Hayes claims these pressures are likely to intensify depending on the outcome of the next US presidential election in 2028.

His logic hinges on how the next administration might shift economic and fiscal policy, potentially hastening investor flight into alternative assets like Bitcoin.

Central banks and policy uncertainty boost Bitcoin’s appeal

Hayes’ forecast coincides with a broader divergence in policy responses across regions.

While some countries are increasing their acceptance of Bitcoin, others, especially in Europe, are considering more stringent controls.

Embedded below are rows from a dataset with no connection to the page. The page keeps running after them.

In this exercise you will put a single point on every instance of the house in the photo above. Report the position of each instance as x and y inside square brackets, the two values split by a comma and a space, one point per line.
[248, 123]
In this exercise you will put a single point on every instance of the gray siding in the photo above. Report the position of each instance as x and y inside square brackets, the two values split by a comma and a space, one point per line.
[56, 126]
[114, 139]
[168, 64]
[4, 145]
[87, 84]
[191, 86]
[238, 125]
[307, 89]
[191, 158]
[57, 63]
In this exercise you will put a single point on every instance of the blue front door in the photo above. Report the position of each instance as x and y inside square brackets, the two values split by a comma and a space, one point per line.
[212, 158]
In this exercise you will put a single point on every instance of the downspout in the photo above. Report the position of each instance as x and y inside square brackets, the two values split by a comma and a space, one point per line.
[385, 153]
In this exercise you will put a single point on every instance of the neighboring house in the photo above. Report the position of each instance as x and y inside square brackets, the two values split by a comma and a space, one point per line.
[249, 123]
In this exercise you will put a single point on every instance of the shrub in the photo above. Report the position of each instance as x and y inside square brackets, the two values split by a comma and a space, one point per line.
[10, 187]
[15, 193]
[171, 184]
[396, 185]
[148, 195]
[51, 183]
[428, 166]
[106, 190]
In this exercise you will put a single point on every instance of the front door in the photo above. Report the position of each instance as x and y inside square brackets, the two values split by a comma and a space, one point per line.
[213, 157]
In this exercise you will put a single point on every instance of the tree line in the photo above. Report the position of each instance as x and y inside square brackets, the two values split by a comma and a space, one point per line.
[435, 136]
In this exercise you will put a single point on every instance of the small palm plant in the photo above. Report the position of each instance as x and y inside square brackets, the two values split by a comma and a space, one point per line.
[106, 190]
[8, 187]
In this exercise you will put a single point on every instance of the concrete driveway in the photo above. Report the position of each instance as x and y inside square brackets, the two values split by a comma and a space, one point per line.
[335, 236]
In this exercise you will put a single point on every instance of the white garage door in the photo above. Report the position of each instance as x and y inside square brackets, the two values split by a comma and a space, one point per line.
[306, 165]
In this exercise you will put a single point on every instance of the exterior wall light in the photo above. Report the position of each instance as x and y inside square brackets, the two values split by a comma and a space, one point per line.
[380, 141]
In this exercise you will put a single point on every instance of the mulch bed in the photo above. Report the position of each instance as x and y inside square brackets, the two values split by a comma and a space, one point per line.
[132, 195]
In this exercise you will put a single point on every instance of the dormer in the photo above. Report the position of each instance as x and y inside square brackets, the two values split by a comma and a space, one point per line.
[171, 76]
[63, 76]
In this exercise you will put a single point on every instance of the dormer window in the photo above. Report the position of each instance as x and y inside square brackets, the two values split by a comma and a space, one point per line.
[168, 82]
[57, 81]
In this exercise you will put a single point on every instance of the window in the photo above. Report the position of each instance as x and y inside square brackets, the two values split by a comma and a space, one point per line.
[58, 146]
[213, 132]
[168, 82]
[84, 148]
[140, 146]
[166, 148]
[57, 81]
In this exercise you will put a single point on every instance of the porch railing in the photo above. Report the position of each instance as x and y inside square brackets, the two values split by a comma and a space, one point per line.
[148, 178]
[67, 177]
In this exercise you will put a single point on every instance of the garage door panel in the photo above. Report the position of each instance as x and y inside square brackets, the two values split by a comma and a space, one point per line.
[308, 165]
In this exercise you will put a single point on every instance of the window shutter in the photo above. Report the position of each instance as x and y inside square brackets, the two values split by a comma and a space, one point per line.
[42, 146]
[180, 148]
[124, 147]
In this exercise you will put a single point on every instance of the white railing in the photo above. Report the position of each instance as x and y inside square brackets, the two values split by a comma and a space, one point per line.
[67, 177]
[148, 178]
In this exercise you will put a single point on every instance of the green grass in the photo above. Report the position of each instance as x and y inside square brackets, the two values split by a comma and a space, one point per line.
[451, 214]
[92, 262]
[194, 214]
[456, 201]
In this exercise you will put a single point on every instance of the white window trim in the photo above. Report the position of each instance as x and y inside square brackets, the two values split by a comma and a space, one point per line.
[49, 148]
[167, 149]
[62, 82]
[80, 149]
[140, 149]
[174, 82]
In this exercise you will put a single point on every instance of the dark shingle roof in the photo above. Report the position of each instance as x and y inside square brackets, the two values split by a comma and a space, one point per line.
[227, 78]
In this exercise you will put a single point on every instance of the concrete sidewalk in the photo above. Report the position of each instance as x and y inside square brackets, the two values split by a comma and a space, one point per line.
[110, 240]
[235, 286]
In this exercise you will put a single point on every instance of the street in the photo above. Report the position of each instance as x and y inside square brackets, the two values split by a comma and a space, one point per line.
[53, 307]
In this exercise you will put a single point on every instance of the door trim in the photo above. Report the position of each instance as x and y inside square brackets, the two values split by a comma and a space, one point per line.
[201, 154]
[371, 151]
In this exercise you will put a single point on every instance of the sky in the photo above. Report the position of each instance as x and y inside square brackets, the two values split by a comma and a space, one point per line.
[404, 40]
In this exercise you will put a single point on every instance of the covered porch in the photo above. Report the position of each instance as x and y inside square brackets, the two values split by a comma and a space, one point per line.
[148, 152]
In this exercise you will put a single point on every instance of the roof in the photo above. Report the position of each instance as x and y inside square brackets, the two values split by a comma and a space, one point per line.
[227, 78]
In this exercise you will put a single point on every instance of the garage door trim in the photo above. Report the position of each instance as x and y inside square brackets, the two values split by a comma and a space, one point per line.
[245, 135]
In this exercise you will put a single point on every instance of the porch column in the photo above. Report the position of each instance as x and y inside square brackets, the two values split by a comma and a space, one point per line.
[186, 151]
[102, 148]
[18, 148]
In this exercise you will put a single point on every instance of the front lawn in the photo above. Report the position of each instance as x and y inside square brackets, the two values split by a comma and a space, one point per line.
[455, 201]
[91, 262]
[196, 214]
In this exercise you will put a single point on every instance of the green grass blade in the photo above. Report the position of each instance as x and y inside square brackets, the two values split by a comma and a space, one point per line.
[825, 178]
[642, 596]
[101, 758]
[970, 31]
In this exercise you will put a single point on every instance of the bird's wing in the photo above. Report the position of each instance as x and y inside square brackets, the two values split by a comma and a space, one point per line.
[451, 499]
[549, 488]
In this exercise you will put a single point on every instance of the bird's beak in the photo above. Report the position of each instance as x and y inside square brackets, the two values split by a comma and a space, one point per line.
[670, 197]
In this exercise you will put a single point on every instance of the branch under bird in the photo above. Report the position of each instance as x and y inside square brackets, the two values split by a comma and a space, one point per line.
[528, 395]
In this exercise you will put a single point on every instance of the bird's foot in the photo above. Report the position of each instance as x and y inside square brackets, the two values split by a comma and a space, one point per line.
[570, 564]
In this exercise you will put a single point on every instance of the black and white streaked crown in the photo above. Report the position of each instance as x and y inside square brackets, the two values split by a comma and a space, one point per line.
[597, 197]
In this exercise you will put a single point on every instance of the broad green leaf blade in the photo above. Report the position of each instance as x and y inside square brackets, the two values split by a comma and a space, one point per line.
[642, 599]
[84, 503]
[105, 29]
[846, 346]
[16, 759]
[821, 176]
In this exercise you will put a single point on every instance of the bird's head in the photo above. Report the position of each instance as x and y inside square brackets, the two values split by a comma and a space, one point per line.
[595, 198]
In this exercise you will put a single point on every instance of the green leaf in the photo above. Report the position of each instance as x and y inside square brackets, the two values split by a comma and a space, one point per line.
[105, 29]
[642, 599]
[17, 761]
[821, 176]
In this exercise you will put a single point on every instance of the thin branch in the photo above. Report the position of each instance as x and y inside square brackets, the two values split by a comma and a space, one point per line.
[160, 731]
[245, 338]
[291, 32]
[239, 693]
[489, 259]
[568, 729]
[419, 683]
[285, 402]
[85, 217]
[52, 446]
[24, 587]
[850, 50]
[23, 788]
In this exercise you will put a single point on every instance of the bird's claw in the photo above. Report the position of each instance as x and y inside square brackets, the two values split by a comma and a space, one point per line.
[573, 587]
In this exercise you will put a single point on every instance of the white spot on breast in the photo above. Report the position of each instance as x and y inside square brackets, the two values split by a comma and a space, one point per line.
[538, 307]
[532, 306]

He criticised the European Central Bank for being overly restrictive, contrasting its stance with that of China, which, despite banning crypto trading, has not outlawed private Bitcoin ownership.

He warned that attempts to suppress Bitcoin in the eurozone could backfire, likening such policies to ineffective central planning.

In his view, institutional and retail investors in these regions should act quickly to shift wealth into decentralised assets before tighter restrictions come into force.

These geopolitical risks, combined with concerns over inflation, currency debasement, and ballooning government debt, are helping to solidify Bitcoin’s image as a hedge against systemic risk.

Big players see long-term growth potential

Hayes is not alone in his optimism. Institutional leaders, including Michael Saylor, CEO of business intelligence firm Strategy, and asset management giants like Fidelity Investments, have echoed similar sentiments.

Saylor, whose firm holds the largest Bitcoin reserve among public companies, has projected a long-term valuation of $10 trillion for Bitcoin.

His personal prediction stretches even further, with a price target of $13 million per coin by 2045.

Meanwhile, Hayes’ near-term forecasts have proven to be relatively accurate.

In April, he anticipated a return to the $100,000 level, while also identifying the mid-$70,000 range as a local bottom.

These predictions aligned closely with recent price movements, bolstering his credibility among retail and institutional investors.

Although a 900% price gain from current levels might seem far-fetched, proponents argue that in an era of growing debt and diminishing trust in fiat currencies, Bitcoin’s asymmetric upside cannot be ignored.